Meu pai, comerciante que se prezava, tinha, além da “Galeria” nome que chamávamos seu principal negócio, um misto de bar, sorveteria, mercearia e loja de brinquedos, além dos estúdios da estação de rádio, durante certa época também montou uma banca na feira, na qual eventualmente tínhamos que trabalhar para ajudar em todos os seus negócios.

Murilo, meu irmão mais velho, hoje falecido, era muito presepeiro e adorava pregar peças nos outros. Mas era muito medroso também. Este artigo, além de pretender prestar alguma informação sobre a vida no interior, conta uma de suas presepadas, perpetradas com o auxílio de Toinho, meu outro irmão, em um dia de feira em Pão de Açúcar.

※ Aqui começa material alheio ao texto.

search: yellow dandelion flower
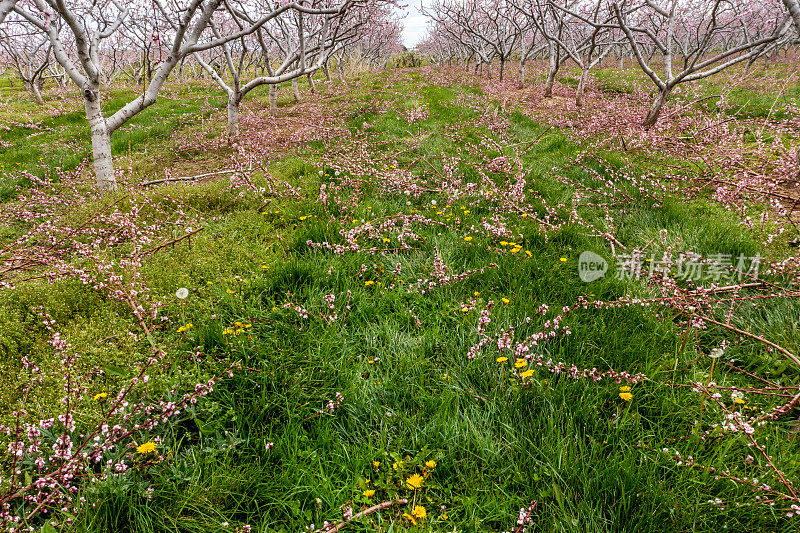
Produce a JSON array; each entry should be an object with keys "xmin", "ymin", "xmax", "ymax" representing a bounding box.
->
[
  {"xmin": 136, "ymin": 441, "xmax": 156, "ymax": 454},
  {"xmin": 406, "ymin": 474, "xmax": 422, "ymax": 490}
]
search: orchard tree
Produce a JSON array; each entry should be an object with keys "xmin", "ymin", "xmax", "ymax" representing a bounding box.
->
[
  {"xmin": 0, "ymin": 24, "xmax": 50, "ymax": 105},
  {"xmin": 612, "ymin": 0, "xmax": 791, "ymax": 129},
  {"xmin": 783, "ymin": 0, "xmax": 800, "ymax": 36},
  {"xmin": 6, "ymin": 0, "xmax": 330, "ymax": 190},
  {"xmin": 194, "ymin": 0, "xmax": 355, "ymax": 142}
]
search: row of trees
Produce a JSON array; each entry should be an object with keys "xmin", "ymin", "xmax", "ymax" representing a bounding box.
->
[
  {"xmin": 419, "ymin": 0, "xmax": 800, "ymax": 128},
  {"xmin": 0, "ymin": 0, "xmax": 402, "ymax": 189}
]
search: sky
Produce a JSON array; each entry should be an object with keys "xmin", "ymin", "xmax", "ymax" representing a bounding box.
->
[{"xmin": 403, "ymin": 0, "xmax": 432, "ymax": 48}]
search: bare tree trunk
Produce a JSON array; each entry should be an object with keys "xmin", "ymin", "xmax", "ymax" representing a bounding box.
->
[
  {"xmin": 83, "ymin": 89, "xmax": 117, "ymax": 191},
  {"xmin": 783, "ymin": 0, "xmax": 800, "ymax": 33},
  {"xmin": 24, "ymin": 81, "xmax": 44, "ymax": 105},
  {"xmin": 642, "ymin": 89, "xmax": 669, "ymax": 130},
  {"xmin": 228, "ymin": 95, "xmax": 240, "ymax": 143},
  {"xmin": 269, "ymin": 83, "xmax": 278, "ymax": 117},
  {"xmin": 575, "ymin": 69, "xmax": 586, "ymax": 107},
  {"xmin": 544, "ymin": 53, "xmax": 558, "ymax": 98}
]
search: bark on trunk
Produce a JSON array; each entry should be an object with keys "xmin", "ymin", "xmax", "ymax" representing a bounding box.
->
[
  {"xmin": 544, "ymin": 46, "xmax": 560, "ymax": 98},
  {"xmin": 292, "ymin": 78, "xmax": 300, "ymax": 102},
  {"xmin": 575, "ymin": 70, "xmax": 586, "ymax": 107},
  {"xmin": 642, "ymin": 89, "xmax": 669, "ymax": 130},
  {"xmin": 25, "ymin": 81, "xmax": 44, "ymax": 105},
  {"xmin": 228, "ymin": 96, "xmax": 239, "ymax": 143},
  {"xmin": 83, "ymin": 89, "xmax": 117, "ymax": 191},
  {"xmin": 269, "ymin": 83, "xmax": 278, "ymax": 117}
]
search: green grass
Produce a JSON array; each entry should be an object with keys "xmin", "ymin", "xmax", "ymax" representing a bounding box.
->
[{"xmin": 0, "ymin": 67, "xmax": 800, "ymax": 532}]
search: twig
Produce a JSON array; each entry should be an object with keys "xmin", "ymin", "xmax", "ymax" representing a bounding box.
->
[
  {"xmin": 314, "ymin": 498, "xmax": 408, "ymax": 533},
  {"xmin": 141, "ymin": 226, "xmax": 205, "ymax": 257},
  {"xmin": 139, "ymin": 169, "xmax": 237, "ymax": 187}
]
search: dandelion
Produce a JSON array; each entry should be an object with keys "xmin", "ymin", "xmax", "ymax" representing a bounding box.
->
[
  {"xmin": 136, "ymin": 441, "xmax": 156, "ymax": 454},
  {"xmin": 406, "ymin": 474, "xmax": 423, "ymax": 490}
]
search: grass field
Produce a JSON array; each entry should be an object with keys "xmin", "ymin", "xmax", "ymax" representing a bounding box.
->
[{"xmin": 0, "ymin": 63, "xmax": 800, "ymax": 532}]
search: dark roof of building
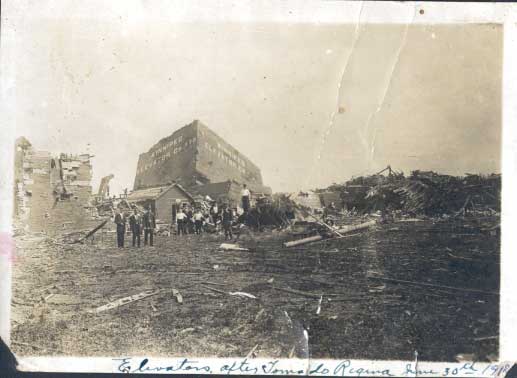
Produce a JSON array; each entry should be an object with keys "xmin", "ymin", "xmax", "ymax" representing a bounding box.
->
[{"xmin": 127, "ymin": 184, "xmax": 194, "ymax": 202}]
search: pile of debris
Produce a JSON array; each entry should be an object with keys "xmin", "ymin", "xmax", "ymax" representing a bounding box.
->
[
  {"xmin": 327, "ymin": 171, "xmax": 501, "ymax": 216},
  {"xmin": 246, "ymin": 193, "xmax": 313, "ymax": 228}
]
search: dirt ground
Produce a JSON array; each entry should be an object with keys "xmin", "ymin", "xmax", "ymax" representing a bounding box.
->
[{"xmin": 11, "ymin": 218, "xmax": 500, "ymax": 361}]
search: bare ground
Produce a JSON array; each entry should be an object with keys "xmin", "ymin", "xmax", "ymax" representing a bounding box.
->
[{"xmin": 11, "ymin": 219, "xmax": 499, "ymax": 361}]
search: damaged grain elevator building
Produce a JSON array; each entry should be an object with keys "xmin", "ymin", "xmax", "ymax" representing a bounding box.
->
[{"xmin": 133, "ymin": 120, "xmax": 271, "ymax": 210}]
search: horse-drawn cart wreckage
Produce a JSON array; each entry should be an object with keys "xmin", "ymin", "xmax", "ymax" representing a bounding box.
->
[{"xmin": 12, "ymin": 127, "xmax": 501, "ymax": 360}]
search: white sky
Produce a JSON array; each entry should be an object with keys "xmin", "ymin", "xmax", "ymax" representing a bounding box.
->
[{"xmin": 6, "ymin": 9, "xmax": 502, "ymax": 192}]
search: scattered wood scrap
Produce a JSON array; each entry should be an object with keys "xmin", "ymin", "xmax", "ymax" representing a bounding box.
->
[
  {"xmin": 172, "ymin": 289, "xmax": 183, "ymax": 304},
  {"xmin": 368, "ymin": 276, "xmax": 499, "ymax": 295},
  {"xmin": 93, "ymin": 289, "xmax": 161, "ymax": 314},
  {"xmin": 219, "ymin": 243, "xmax": 249, "ymax": 251},
  {"xmin": 228, "ymin": 291, "xmax": 257, "ymax": 299},
  {"xmin": 273, "ymin": 286, "xmax": 324, "ymax": 299},
  {"xmin": 284, "ymin": 220, "xmax": 377, "ymax": 247},
  {"xmin": 71, "ymin": 219, "xmax": 109, "ymax": 244}
]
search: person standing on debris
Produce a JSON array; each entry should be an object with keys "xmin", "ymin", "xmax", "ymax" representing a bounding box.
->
[
  {"xmin": 194, "ymin": 209, "xmax": 203, "ymax": 235},
  {"xmin": 223, "ymin": 205, "xmax": 233, "ymax": 240},
  {"xmin": 210, "ymin": 201, "xmax": 219, "ymax": 228},
  {"xmin": 129, "ymin": 209, "xmax": 142, "ymax": 248},
  {"xmin": 176, "ymin": 209, "xmax": 186, "ymax": 235},
  {"xmin": 241, "ymin": 184, "xmax": 251, "ymax": 213},
  {"xmin": 114, "ymin": 208, "xmax": 126, "ymax": 248},
  {"xmin": 185, "ymin": 207, "xmax": 194, "ymax": 234},
  {"xmin": 142, "ymin": 208, "xmax": 156, "ymax": 247}
]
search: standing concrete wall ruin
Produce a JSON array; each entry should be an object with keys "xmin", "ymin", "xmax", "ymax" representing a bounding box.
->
[{"xmin": 14, "ymin": 137, "xmax": 92, "ymax": 232}]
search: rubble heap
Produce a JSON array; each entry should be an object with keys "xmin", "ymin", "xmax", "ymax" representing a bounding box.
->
[{"xmin": 327, "ymin": 170, "xmax": 501, "ymax": 216}]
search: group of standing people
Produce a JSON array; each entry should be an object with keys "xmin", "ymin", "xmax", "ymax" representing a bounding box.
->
[
  {"xmin": 114, "ymin": 208, "xmax": 156, "ymax": 248},
  {"xmin": 175, "ymin": 201, "xmax": 234, "ymax": 239},
  {"xmin": 114, "ymin": 184, "xmax": 251, "ymax": 248}
]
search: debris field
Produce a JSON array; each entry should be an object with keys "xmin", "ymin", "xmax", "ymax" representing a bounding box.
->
[{"xmin": 11, "ymin": 216, "xmax": 500, "ymax": 361}]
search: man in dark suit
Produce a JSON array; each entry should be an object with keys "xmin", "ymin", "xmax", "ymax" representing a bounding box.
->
[
  {"xmin": 129, "ymin": 209, "xmax": 142, "ymax": 247},
  {"xmin": 114, "ymin": 209, "xmax": 126, "ymax": 248},
  {"xmin": 142, "ymin": 208, "xmax": 156, "ymax": 247}
]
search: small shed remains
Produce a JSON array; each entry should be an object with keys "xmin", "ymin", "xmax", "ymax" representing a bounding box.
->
[{"xmin": 127, "ymin": 184, "xmax": 194, "ymax": 222}]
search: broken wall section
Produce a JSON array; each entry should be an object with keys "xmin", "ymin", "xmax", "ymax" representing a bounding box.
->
[{"xmin": 14, "ymin": 137, "xmax": 96, "ymax": 233}]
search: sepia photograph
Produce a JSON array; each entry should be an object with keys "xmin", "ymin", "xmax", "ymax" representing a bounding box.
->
[{"xmin": 2, "ymin": 1, "xmax": 504, "ymax": 376}]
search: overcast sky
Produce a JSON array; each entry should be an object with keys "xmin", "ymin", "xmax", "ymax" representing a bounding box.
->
[{"xmin": 10, "ymin": 9, "xmax": 502, "ymax": 192}]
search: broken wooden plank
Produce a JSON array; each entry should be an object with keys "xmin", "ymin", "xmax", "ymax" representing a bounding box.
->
[
  {"xmin": 172, "ymin": 289, "xmax": 183, "ymax": 304},
  {"xmin": 284, "ymin": 220, "xmax": 377, "ymax": 247},
  {"xmin": 219, "ymin": 243, "xmax": 249, "ymax": 251},
  {"xmin": 273, "ymin": 286, "xmax": 323, "ymax": 299},
  {"xmin": 228, "ymin": 291, "xmax": 257, "ymax": 299},
  {"xmin": 284, "ymin": 235, "xmax": 322, "ymax": 248},
  {"xmin": 93, "ymin": 289, "xmax": 161, "ymax": 314},
  {"xmin": 199, "ymin": 285, "xmax": 228, "ymax": 294},
  {"xmin": 368, "ymin": 276, "xmax": 499, "ymax": 295},
  {"xmin": 71, "ymin": 219, "xmax": 109, "ymax": 244}
]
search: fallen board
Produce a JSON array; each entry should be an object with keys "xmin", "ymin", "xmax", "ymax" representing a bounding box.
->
[
  {"xmin": 93, "ymin": 290, "xmax": 160, "ymax": 314},
  {"xmin": 284, "ymin": 220, "xmax": 377, "ymax": 247}
]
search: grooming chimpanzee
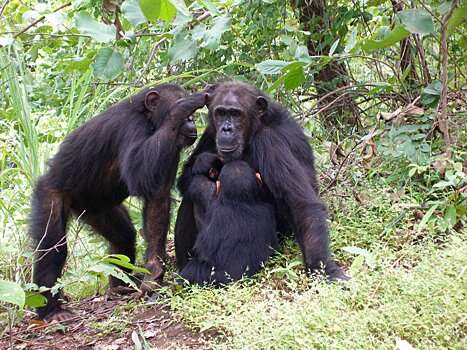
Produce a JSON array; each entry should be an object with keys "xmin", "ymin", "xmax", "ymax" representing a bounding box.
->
[
  {"xmin": 175, "ymin": 82, "xmax": 348, "ymax": 280},
  {"xmin": 30, "ymin": 84, "xmax": 212, "ymax": 321},
  {"xmin": 180, "ymin": 153, "xmax": 279, "ymax": 285},
  {"xmin": 186, "ymin": 152, "xmax": 222, "ymax": 232}
]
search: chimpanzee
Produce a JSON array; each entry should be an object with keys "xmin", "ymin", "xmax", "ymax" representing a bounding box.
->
[
  {"xmin": 30, "ymin": 84, "xmax": 212, "ymax": 321},
  {"xmin": 180, "ymin": 157, "xmax": 279, "ymax": 286},
  {"xmin": 186, "ymin": 152, "xmax": 222, "ymax": 231},
  {"xmin": 175, "ymin": 81, "xmax": 348, "ymax": 280}
]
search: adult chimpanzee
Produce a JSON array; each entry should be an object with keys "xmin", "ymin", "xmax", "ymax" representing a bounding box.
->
[
  {"xmin": 180, "ymin": 157, "xmax": 279, "ymax": 285},
  {"xmin": 175, "ymin": 82, "xmax": 347, "ymax": 280},
  {"xmin": 30, "ymin": 84, "xmax": 211, "ymax": 321},
  {"xmin": 186, "ymin": 152, "xmax": 222, "ymax": 232}
]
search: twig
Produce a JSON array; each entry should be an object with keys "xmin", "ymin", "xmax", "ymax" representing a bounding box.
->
[
  {"xmin": 13, "ymin": 1, "xmax": 71, "ymax": 38},
  {"xmin": 438, "ymin": 0, "xmax": 457, "ymax": 158}
]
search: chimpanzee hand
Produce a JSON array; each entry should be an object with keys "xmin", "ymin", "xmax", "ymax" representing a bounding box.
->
[
  {"xmin": 170, "ymin": 85, "xmax": 215, "ymax": 129},
  {"xmin": 191, "ymin": 152, "xmax": 222, "ymax": 180}
]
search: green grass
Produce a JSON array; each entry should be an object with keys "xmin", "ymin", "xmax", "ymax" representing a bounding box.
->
[{"xmin": 172, "ymin": 231, "xmax": 467, "ymax": 349}]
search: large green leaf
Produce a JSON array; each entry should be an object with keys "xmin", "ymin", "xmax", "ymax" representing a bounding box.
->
[
  {"xmin": 92, "ymin": 47, "xmax": 123, "ymax": 81},
  {"xmin": 121, "ymin": 0, "xmax": 147, "ymax": 26},
  {"xmin": 0, "ymin": 280, "xmax": 26, "ymax": 308},
  {"xmin": 169, "ymin": 31, "xmax": 198, "ymax": 62},
  {"xmin": 159, "ymin": 0, "xmax": 177, "ymax": 23},
  {"xmin": 75, "ymin": 12, "xmax": 117, "ymax": 43},
  {"xmin": 446, "ymin": 6, "xmax": 467, "ymax": 35},
  {"xmin": 397, "ymin": 9, "xmax": 435, "ymax": 33},
  {"xmin": 284, "ymin": 67, "xmax": 305, "ymax": 90},
  {"xmin": 203, "ymin": 14, "xmax": 230, "ymax": 51},
  {"xmin": 256, "ymin": 60, "xmax": 291, "ymax": 74},
  {"xmin": 138, "ymin": 0, "xmax": 161, "ymax": 23},
  {"xmin": 362, "ymin": 26, "xmax": 410, "ymax": 52},
  {"xmin": 170, "ymin": 0, "xmax": 191, "ymax": 16}
]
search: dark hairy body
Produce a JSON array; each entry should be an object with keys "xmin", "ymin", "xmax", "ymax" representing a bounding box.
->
[
  {"xmin": 180, "ymin": 153, "xmax": 279, "ymax": 286},
  {"xmin": 30, "ymin": 84, "xmax": 210, "ymax": 321},
  {"xmin": 175, "ymin": 82, "xmax": 348, "ymax": 280}
]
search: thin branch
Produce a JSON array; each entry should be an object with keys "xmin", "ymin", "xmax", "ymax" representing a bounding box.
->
[
  {"xmin": 13, "ymin": 1, "xmax": 71, "ymax": 38},
  {"xmin": 438, "ymin": 0, "xmax": 457, "ymax": 158}
]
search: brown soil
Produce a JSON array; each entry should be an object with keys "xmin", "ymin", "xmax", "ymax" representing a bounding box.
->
[{"xmin": 0, "ymin": 296, "xmax": 214, "ymax": 350}]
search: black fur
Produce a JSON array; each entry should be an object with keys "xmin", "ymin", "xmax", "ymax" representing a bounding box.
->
[
  {"xmin": 175, "ymin": 82, "xmax": 347, "ymax": 279},
  {"xmin": 30, "ymin": 84, "xmax": 209, "ymax": 319},
  {"xmin": 180, "ymin": 159, "xmax": 279, "ymax": 285}
]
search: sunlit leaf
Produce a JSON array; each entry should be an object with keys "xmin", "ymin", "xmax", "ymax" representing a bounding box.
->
[
  {"xmin": 75, "ymin": 12, "xmax": 117, "ymax": 43},
  {"xmin": 92, "ymin": 47, "xmax": 123, "ymax": 81},
  {"xmin": 138, "ymin": 0, "xmax": 160, "ymax": 23},
  {"xmin": 0, "ymin": 280, "xmax": 26, "ymax": 308},
  {"xmin": 121, "ymin": 0, "xmax": 147, "ymax": 26},
  {"xmin": 397, "ymin": 9, "xmax": 435, "ymax": 33}
]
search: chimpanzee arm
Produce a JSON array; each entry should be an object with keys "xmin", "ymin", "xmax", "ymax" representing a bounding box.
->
[
  {"xmin": 122, "ymin": 91, "xmax": 206, "ymax": 198},
  {"xmin": 254, "ymin": 127, "xmax": 334, "ymax": 277}
]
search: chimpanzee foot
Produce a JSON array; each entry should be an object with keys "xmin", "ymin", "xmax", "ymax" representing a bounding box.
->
[
  {"xmin": 325, "ymin": 261, "xmax": 350, "ymax": 282},
  {"xmin": 43, "ymin": 308, "xmax": 75, "ymax": 323}
]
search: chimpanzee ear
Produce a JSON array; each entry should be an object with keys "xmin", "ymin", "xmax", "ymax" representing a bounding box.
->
[
  {"xmin": 256, "ymin": 96, "xmax": 268, "ymax": 116},
  {"xmin": 144, "ymin": 91, "xmax": 160, "ymax": 112}
]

Certa vez, num desses dias de feira, com matutos vestidos em suas melhores roupas, circulando pelas calçadas e entre as barracas da feira, Murilo chamou Toinho e, entregando-lhe uma caixa de sapatos que preparara e embrulhara, pediu-lhe que a colocasse no banco do passeio da feira, como se alguém a tivesse perdido lá. Deu as instruções a Toinho cochichando-as em seu ouvido.


foto ilustrativa
Toinho arregalou os olhos e deu um sorriso maroto, como quem achou engraçado ou excitante o plano, e  topou a missão, antes de por em prática as instruções de Murilo. Então, Toinho atravessou a rua e “esqueceu” propositadamente a caixa de sapatos no local combinado, retornando para perto de Murilo para assistir ao desenrolar de sua trama, tal como se tivesse armado uma arapuca para pegar passarinhos.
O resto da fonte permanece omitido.